Na de troonsafstand van Karel V in 1555 neemt koning Filips II de macht in de Nederlanden over. Hij wil het katholieke geloof herstellen met harde maatregelen. Hij voert nieuwe belastingen in om zijn oorlogen te financieren, noodzakelijk om zijn suprematie in Europa veilig te stellen. De rijke Nederlanden verarmen. In 1559 slaagt de Spaanse koning erin de oude kerkelijke structuur met omvangrijke bisdommen te vervangen door een netwerk van kleinere bisdommen waarbij de kerkelijke overheid dichter bij de plaatselijke bevolking staat en beter in staat is haar te controleren.

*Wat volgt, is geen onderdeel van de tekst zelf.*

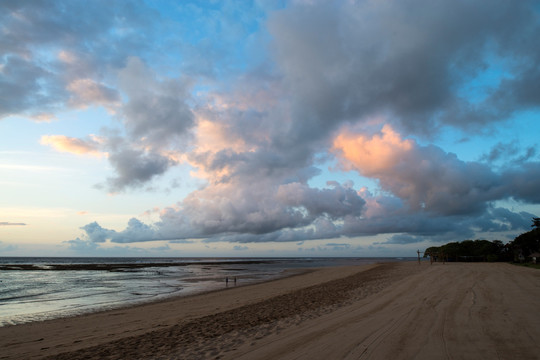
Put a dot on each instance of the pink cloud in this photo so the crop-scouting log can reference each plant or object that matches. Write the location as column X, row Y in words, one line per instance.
column 72, row 145
column 371, row 155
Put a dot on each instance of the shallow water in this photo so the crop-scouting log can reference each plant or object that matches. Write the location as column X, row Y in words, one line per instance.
column 37, row 292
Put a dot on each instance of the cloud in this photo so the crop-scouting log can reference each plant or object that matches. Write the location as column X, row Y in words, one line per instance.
column 88, row 40
column 351, row 60
column 425, row 177
column 87, row 92
column 90, row 145
column 362, row 83
column 157, row 111
column 134, row 167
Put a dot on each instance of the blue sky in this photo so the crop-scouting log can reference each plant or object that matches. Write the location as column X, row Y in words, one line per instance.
column 265, row 128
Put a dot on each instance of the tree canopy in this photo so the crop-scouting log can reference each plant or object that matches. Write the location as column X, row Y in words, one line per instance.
column 484, row 250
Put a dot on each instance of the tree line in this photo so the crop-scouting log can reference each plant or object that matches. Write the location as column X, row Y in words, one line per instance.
column 517, row 250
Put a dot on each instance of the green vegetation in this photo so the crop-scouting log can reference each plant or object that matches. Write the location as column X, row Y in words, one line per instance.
column 518, row 250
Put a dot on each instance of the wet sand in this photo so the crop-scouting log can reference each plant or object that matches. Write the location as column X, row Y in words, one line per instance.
column 383, row 311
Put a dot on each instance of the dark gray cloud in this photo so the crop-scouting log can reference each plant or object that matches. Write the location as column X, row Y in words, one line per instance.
column 409, row 62
column 135, row 168
column 348, row 60
column 156, row 112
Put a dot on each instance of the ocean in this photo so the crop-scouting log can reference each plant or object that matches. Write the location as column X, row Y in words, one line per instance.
column 37, row 289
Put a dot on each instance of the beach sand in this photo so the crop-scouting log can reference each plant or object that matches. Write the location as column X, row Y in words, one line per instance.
column 381, row 311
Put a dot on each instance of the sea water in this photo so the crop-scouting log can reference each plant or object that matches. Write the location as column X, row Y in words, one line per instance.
column 37, row 289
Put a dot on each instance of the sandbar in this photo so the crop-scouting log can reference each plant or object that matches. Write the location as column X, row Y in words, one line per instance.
column 398, row 310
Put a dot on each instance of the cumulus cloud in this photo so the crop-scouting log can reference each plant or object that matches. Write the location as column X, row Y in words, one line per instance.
column 425, row 177
column 156, row 111
column 358, row 82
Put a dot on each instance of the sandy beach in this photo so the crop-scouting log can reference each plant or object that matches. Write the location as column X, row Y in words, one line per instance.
column 380, row 311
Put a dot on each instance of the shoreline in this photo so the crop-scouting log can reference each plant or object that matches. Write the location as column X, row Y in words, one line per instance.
column 388, row 310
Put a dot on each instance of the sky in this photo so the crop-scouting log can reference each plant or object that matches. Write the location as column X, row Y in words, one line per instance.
column 266, row 128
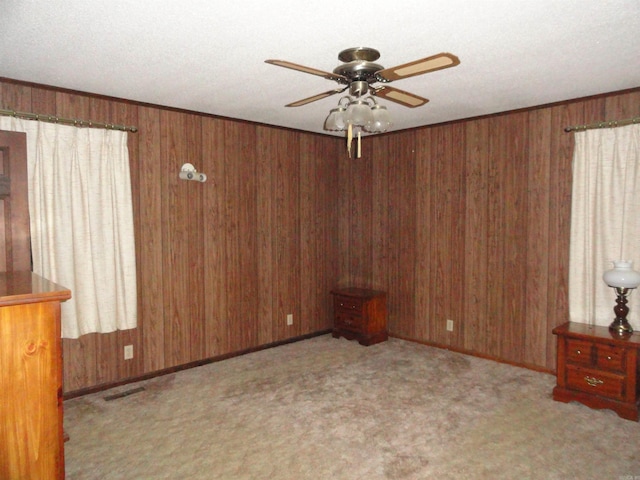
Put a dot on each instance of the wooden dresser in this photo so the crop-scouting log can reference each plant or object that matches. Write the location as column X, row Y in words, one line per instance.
column 31, row 430
column 360, row 314
column 598, row 368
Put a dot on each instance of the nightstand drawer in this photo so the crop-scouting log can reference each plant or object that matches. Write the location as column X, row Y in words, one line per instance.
column 596, row 382
column 349, row 322
column 610, row 358
column 579, row 351
column 349, row 305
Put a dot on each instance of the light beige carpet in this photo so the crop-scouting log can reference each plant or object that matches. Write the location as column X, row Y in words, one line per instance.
column 331, row 409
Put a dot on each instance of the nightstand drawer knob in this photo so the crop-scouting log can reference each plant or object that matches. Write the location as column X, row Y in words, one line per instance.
column 594, row 382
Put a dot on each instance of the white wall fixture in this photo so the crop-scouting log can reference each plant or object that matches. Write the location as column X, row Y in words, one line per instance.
column 189, row 172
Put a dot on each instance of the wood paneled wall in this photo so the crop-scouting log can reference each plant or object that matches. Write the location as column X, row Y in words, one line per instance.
column 469, row 221
column 220, row 264
column 466, row 221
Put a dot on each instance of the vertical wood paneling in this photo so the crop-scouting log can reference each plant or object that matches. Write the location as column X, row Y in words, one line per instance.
column 266, row 230
column 424, row 237
column 402, row 233
column 537, row 238
column 241, row 208
column 287, row 193
column 360, row 219
column 182, row 229
column 318, row 239
column 150, row 223
column 476, row 236
column 381, row 167
column 216, row 329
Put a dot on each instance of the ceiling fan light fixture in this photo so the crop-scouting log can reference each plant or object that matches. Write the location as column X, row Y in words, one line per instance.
column 381, row 119
column 335, row 121
column 359, row 113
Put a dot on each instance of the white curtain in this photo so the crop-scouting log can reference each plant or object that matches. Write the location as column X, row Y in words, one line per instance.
column 81, row 213
column 605, row 220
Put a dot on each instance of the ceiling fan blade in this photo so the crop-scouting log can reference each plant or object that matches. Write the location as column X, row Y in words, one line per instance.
column 312, row 71
column 400, row 96
column 320, row 96
column 429, row 64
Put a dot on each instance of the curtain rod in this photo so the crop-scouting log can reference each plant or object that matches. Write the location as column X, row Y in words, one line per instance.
column 67, row 121
column 610, row 124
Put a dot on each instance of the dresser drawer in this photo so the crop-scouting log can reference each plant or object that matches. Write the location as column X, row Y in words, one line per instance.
column 349, row 322
column 610, row 358
column 349, row 305
column 579, row 351
column 596, row 382
column 360, row 314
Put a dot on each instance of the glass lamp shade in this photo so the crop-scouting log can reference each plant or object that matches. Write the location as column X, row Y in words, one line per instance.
column 359, row 113
column 381, row 119
column 622, row 275
column 336, row 121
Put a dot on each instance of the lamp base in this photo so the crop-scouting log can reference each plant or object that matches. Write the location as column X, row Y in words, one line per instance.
column 621, row 327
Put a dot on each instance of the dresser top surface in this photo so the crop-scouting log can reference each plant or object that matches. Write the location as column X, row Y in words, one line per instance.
column 358, row 292
column 27, row 287
column 596, row 332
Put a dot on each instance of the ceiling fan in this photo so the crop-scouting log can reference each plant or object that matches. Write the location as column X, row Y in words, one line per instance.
column 360, row 74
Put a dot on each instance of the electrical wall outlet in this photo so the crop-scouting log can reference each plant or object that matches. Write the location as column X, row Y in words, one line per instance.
column 128, row 352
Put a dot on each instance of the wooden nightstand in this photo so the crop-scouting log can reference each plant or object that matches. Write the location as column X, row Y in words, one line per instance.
column 598, row 368
column 360, row 314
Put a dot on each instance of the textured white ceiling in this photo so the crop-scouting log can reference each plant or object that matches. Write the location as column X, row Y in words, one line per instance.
column 208, row 56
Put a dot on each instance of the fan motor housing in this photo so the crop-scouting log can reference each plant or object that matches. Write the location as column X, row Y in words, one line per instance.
column 359, row 64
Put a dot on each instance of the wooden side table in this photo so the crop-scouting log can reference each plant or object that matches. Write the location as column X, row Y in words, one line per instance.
column 31, row 442
column 360, row 314
column 598, row 368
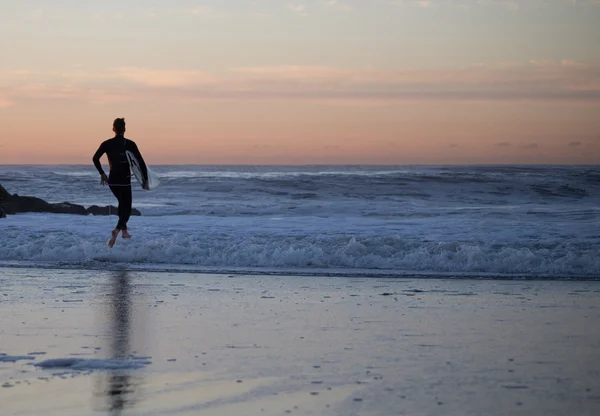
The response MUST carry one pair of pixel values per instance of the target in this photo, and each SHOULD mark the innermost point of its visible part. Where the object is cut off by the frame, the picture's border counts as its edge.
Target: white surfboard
(136, 169)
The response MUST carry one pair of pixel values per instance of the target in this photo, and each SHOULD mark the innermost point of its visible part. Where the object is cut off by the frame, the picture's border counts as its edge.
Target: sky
(302, 82)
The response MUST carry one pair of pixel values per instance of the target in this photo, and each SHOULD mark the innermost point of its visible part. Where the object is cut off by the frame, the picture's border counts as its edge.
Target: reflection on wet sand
(117, 388)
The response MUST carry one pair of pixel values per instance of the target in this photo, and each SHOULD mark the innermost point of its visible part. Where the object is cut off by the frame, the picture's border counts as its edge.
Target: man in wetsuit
(119, 178)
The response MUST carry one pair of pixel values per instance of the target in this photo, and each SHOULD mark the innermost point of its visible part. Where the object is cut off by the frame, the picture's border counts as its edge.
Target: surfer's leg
(120, 193)
(125, 205)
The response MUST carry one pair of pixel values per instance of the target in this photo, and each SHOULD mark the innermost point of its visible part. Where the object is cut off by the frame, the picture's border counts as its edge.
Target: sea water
(508, 221)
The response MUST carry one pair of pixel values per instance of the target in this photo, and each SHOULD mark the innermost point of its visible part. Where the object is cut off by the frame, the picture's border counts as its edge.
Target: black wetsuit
(119, 178)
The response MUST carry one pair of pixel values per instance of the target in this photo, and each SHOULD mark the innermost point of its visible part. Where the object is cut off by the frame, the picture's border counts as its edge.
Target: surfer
(119, 178)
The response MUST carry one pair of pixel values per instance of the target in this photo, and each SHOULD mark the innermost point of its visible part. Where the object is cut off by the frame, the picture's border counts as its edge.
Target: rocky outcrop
(15, 204)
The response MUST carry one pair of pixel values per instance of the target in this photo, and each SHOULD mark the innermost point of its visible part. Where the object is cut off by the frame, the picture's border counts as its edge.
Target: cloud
(426, 4)
(551, 83)
(299, 9)
(208, 12)
(5, 103)
(510, 5)
(261, 15)
(37, 14)
(336, 4)
(162, 78)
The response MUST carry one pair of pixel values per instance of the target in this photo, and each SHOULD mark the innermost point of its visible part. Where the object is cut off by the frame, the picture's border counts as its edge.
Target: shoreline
(219, 344)
(157, 268)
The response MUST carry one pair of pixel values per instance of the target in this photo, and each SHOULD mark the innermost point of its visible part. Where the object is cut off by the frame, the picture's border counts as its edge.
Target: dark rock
(4, 194)
(15, 204)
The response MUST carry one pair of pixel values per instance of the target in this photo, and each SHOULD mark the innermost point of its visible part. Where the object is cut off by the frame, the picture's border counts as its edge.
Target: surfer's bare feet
(113, 237)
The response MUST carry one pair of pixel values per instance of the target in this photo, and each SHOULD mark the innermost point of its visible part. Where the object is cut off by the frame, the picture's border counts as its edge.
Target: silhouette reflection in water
(117, 388)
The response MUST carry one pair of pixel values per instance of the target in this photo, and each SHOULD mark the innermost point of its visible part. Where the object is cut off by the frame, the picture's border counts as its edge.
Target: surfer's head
(119, 126)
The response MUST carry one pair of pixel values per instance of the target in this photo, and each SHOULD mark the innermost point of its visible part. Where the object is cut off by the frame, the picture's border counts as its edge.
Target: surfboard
(136, 169)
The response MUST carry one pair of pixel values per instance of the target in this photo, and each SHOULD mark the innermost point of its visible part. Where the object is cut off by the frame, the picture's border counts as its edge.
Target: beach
(154, 343)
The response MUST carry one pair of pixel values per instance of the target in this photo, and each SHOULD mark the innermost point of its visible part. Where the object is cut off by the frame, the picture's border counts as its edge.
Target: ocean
(430, 221)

Vanaf dat ogenblik wordt de situatie gespannen. Steeds meer mensen voelen zich aangetrokken tot het calvinisme en andere protestantse belijdenissen. Als reactie daarop wordt het beleid van de centrale regering nog strenger. De manier waarop koning Filips II de ketterbestrijding doorvoert, stuit veel mensen tegen de borst. De werkloosheid groeit. De economie krimpt door de dure oorlogen die Filips II met Frankrijk voert.
Op 5 april 1566 presenteren zo'n tweehonderd edelen, het verbond der Edelen, in Brussel de landvoogdes Margareta van Parma het beroemde Smeekschrift. De eisen zijn gericht tegen de centralisatie van de politiek. De edelen eisen de afschaffing van de strenge verordeningen tegen ketters. Zij zijn sjofel gekleed en ongewapend als uitdrukking dat zij verarmen. Het zou een hoge edele de uitspraak ontlokken: “Ce ne sont que des gueux” (Landvoogdes, u hoeft niet bang te zijn, het zijn maar bedelaars). De naam zou later tot eretitel verheven worden, een geuzennaam.

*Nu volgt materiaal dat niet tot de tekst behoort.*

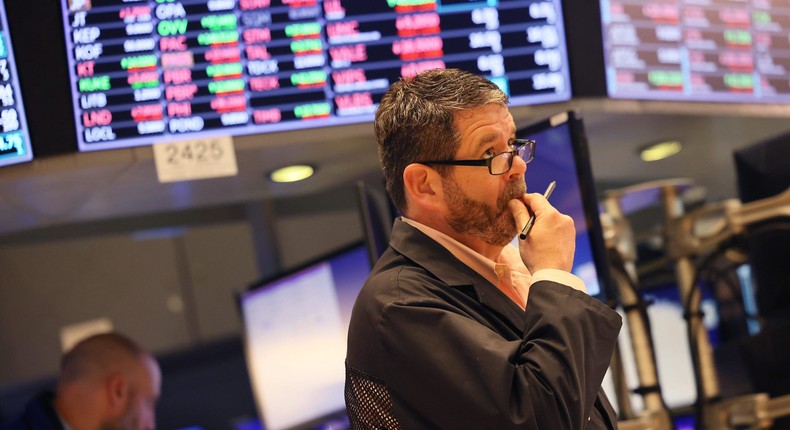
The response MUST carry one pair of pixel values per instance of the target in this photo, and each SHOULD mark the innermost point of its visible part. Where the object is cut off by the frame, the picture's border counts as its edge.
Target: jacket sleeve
(447, 370)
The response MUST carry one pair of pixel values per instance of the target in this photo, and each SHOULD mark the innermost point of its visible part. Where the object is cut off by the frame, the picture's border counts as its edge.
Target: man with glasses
(455, 328)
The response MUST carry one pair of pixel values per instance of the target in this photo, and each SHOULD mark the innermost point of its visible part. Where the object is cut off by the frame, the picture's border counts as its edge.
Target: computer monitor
(561, 155)
(295, 329)
(153, 72)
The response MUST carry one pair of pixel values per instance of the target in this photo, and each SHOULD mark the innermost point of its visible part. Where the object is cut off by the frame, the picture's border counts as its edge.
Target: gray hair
(415, 121)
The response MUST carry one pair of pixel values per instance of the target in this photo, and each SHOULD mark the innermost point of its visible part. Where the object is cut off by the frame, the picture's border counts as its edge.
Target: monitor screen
(561, 155)
(295, 329)
(692, 50)
(14, 138)
(154, 71)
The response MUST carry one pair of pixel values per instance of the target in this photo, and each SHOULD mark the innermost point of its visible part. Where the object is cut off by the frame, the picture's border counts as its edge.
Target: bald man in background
(106, 382)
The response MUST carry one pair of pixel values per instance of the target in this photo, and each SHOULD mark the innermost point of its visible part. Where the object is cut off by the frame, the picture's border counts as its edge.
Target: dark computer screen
(711, 51)
(295, 329)
(561, 155)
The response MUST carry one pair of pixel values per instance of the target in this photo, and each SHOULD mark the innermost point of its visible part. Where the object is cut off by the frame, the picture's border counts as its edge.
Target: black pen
(528, 227)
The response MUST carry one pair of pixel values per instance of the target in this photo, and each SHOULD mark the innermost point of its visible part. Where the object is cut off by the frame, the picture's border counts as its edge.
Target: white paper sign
(195, 159)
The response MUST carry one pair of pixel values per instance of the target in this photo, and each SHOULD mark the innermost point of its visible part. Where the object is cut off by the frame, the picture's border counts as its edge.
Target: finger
(519, 211)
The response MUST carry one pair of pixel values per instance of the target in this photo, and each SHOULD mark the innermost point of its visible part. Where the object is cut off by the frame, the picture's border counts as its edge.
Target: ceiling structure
(90, 187)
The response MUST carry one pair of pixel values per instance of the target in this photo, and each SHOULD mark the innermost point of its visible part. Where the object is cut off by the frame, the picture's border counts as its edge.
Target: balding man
(106, 381)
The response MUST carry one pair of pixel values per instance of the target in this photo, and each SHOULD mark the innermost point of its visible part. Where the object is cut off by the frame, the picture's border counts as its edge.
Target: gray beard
(494, 225)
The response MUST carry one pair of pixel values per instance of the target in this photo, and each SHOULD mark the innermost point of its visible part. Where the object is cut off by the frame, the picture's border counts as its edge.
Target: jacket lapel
(435, 258)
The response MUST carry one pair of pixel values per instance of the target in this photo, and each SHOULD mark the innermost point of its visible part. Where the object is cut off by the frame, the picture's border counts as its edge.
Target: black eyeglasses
(497, 164)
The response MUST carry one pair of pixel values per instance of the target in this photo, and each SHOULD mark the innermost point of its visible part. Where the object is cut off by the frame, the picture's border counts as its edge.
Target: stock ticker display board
(14, 138)
(165, 70)
(701, 50)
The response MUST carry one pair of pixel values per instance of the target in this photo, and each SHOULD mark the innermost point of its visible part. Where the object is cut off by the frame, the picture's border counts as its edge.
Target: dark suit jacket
(39, 414)
(453, 352)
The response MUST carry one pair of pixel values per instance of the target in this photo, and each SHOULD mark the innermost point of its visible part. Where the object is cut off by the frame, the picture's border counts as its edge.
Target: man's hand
(552, 241)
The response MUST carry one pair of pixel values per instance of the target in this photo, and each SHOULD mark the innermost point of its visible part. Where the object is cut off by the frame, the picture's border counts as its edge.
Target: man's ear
(423, 187)
(117, 390)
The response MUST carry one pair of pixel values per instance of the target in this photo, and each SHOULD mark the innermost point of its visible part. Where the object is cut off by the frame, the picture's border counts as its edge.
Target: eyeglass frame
(518, 143)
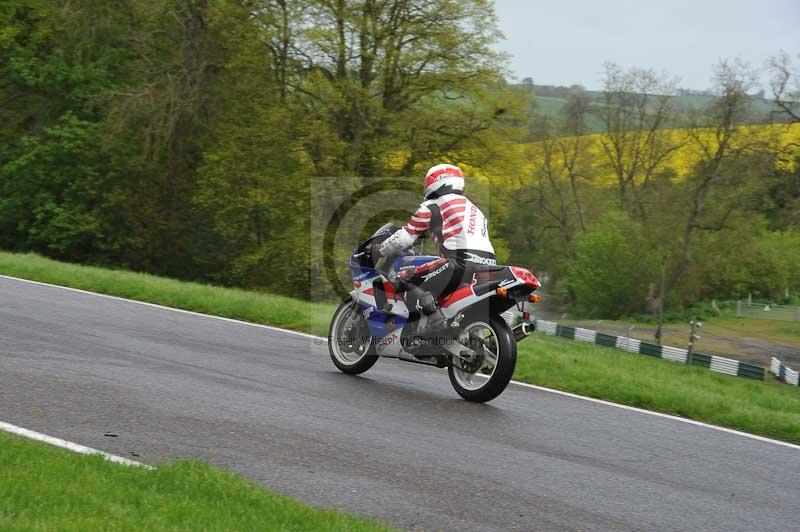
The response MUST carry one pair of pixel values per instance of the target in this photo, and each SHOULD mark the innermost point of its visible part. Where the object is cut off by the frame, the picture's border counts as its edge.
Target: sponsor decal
(436, 272)
(473, 218)
(471, 257)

Geuzennapjes en geuzenpenningen
Op 9 april 1566 vergaderen de kopstukken van het Verbond der Edelen in de Brusselse residentie van de graaf van Culemborg. Ze besluiten er de bedelnap als symbool van hun verbond aan te nemen. Het zou hun teken zijn van trouw aan de koning. Tevens zouden ze blijven ijveren voor het staken van de godsdienstvervolgingen. Daarom dragen ook vele geuzenmedailles het opschrift: En tout fidelles au roy … jusques à porter la besace (trouw aan de koning tot aan de bedeltas). De graaf van Culemborg laat zelfs op zijn kasteel preken houden.

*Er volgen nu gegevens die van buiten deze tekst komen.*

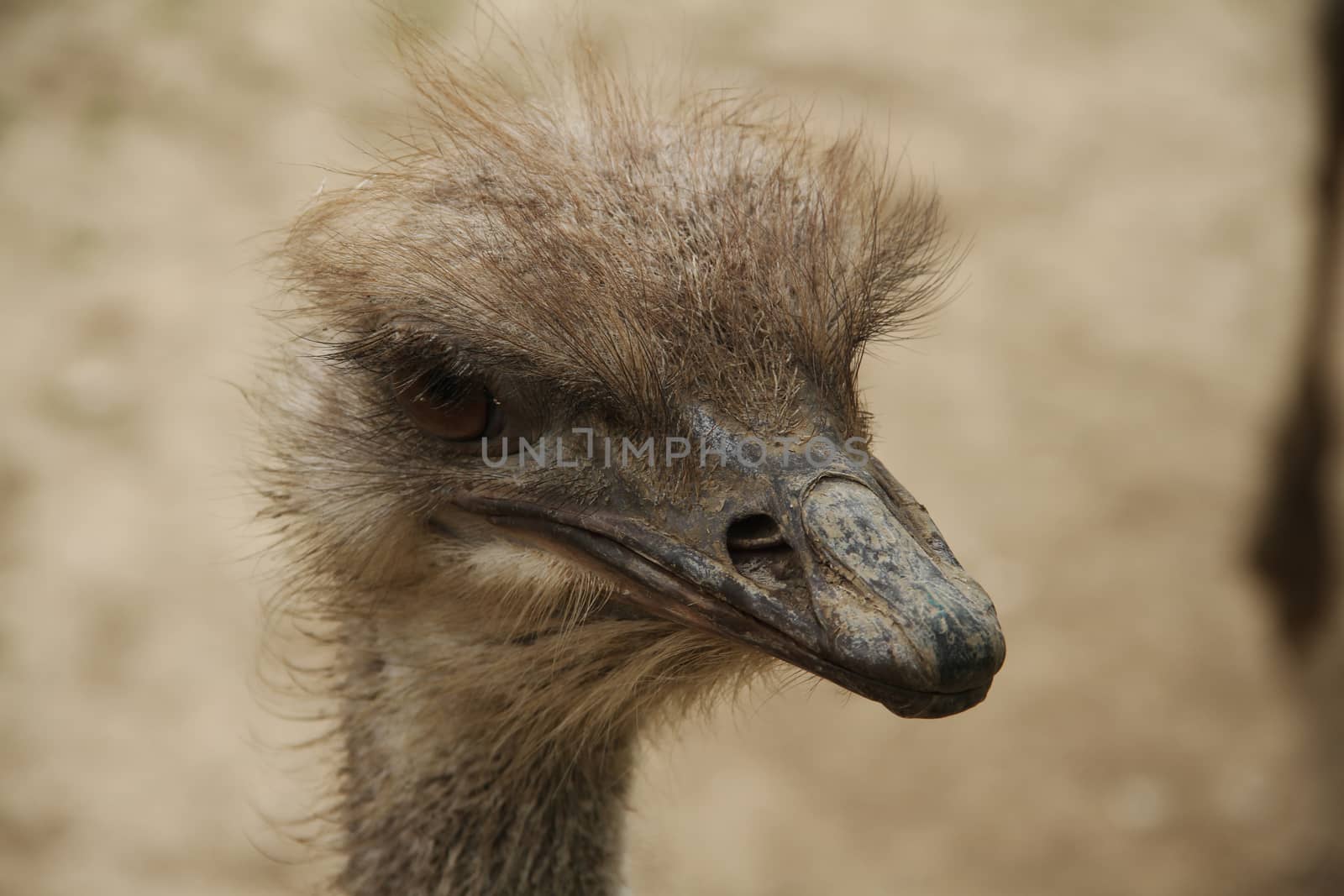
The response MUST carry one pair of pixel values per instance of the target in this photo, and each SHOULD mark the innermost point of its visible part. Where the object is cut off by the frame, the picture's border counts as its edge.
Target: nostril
(754, 532)
(759, 553)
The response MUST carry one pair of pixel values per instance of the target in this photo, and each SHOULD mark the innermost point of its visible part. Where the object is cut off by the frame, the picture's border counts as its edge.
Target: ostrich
(569, 439)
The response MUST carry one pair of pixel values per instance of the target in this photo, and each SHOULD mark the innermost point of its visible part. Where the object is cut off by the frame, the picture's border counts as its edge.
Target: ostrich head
(571, 425)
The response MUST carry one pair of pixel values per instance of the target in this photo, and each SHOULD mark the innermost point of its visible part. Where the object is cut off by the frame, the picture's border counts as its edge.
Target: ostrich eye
(448, 409)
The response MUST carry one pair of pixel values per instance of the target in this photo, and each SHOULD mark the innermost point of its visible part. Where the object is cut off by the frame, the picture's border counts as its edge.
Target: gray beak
(835, 570)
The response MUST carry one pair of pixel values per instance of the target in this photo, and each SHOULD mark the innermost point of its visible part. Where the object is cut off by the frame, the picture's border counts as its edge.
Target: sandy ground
(1086, 423)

Van deze insignes zijn er veel bewaard, dikwijls als een medaille. De oudste dragen aan de voorzijde een afbeelding van Filips II met daarbij de spreuk En tout fidelles au roy en aan de andere zijde een edelman of ineengestrengelde handen met een bedelnap en de spreuk jusques a porter la besase. Later tijdens de opstand worden ook penningen gemaakt met leuzen als Liever Turks als paus met aan de andere zijde leuzen waarin de geuzen hun trouw aan de Prins (de prins van Oranje, Willem de Zwijger) bevestigden of antikerkelijke leuzen.

Het geuzenteken van het Taxandriamuseum
Eén van de mooiste geuzenkentekens behoort tot de collectie van het Taxandriamuseum. Het model wijkt af van de boven beschreven geuzentekens. Het hoorde toe aan een Turnhoutse geus. Het is een kleine zilveren bedeltas. Het draagt een randschrift Turnhout. Midden loopt van boven tot onder een gegraveerde band. Deze band stelt de heraldische figuur van een paal voor en de gravering wijst naar de kleur (l)azuur of blauw. Meteen wordt verwezen naar een oud stadswapen van de stad. Het zilveren busje is bovenaan voorzien van een deksel en kan met een kettinkje van 12,5 cm opgehangen worden.